Ordered collection diffing

I like the direction of this proposal. However there are two things that I‘m not sure about.

  • The naming scheme ˋby areEquivalentˋ reads weirdly (judging a non native English speaker)
  • I would have expectaed the Diff struct to also conform to the OrderedCollection protocol, which is mentioned in the alternative section.

I'm wholly in favor of moving forward on this. I've dug a bit in to diffing, and have a couple of thoughts:

  • I'd like to see a way to get an edit distance without getting the actual diff. Typically you can compute the distance between to ordered collections faster than you can compute the actual difference, and that can be useful in situations (such as sorting autocompletion results by "which one is 'closest'"); This is similar to how we've added .count(where:) to collections so I don't have to do filter(_:).count.

  • I'm not sure of the proper terminology for them (if it even exists), but there's a difference (ha) between "eventually consistent" and "absolutely consistent" diffs. An "absolutely consistent" diff would be one where the output of each individual step is a valid data structure. An "eventually consistent" diff is one where the insertions/deletions/moves might be out of order. As an example of this: UITableView allows you to specify eventually-consistent diff operations, because the call to endUpdates() will internally sort them in to absolute consistency for application. However (IIRC), NSTableView requires you to specify diffs in order, up front (ie, an absolutely consistent diff). It might worth considering allowing clients to request an eventually-consistent diff instead of always providing an absolutely-consistent diff. (An eventually consistent diff can be computed more quickly than an absolutely consistent one)

  • I think this was in the proposal (inferringMoves()?), but I want to make sure I can request a diff that has a deletion + subsequent insertion of a value, or a diff that just has a move of a value.

  • There needs to be a way to indicate that an element has changed, but that does not correspond to a deletion/insertion.
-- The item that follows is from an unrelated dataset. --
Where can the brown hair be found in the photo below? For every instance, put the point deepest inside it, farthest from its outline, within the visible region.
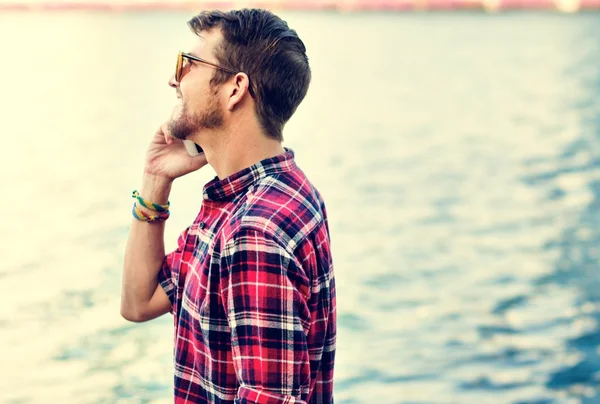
(260, 44)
This is analogous to wanting to reload a row in a tableview because the underlying model has updated.

I'll probably have more thoughts later, but this is what I've got for now. As I said, an enthusiastic +1 on the overall idea.

9 Likes

Sorry about that, this API is following the precedent of existing API such as starts(with:by:) and elementsEqual(_:by:).

As mentioned in the alternative section, two diffs produce the same state transition if they contain the same changes regardless of their order. For example, the enumeration order is well-defined for safety and a different order is used for fast application in RangeReplaceableCollection. This makes OrderedCollectionDifference an unordered collection.

I'm pretty sure that the methods of computing edit distance that claim to be dramatically faster than performing a diff are not conforming to longest common subsequence semantics.

I have been chatting with some people about exposing more access to the intermediate data structures that are involved in diffing in the future, as they're very useful for projects for which diffing is a core part of their functionality. That said, the triangular matrix that encodes the final edit path costs O(n*d) to construct and the backtracking traversal for generating the changes is O(d) so in practice the extra expense of generating changes when you're only interested in an overall count is forgettable.

And since OrderedCollectionDifference is a Collection, you can compute a levenshtein distance with custom weights using .count(where:) :slight_smile:

I'm not sure how to refer to the differing batch semantics that NSTableView and UITableView use to produce state transitions in polite company, but I am very familiar with them. The enumeration order of OrderedCollectionDifference is defined to be safe for iterative application to both.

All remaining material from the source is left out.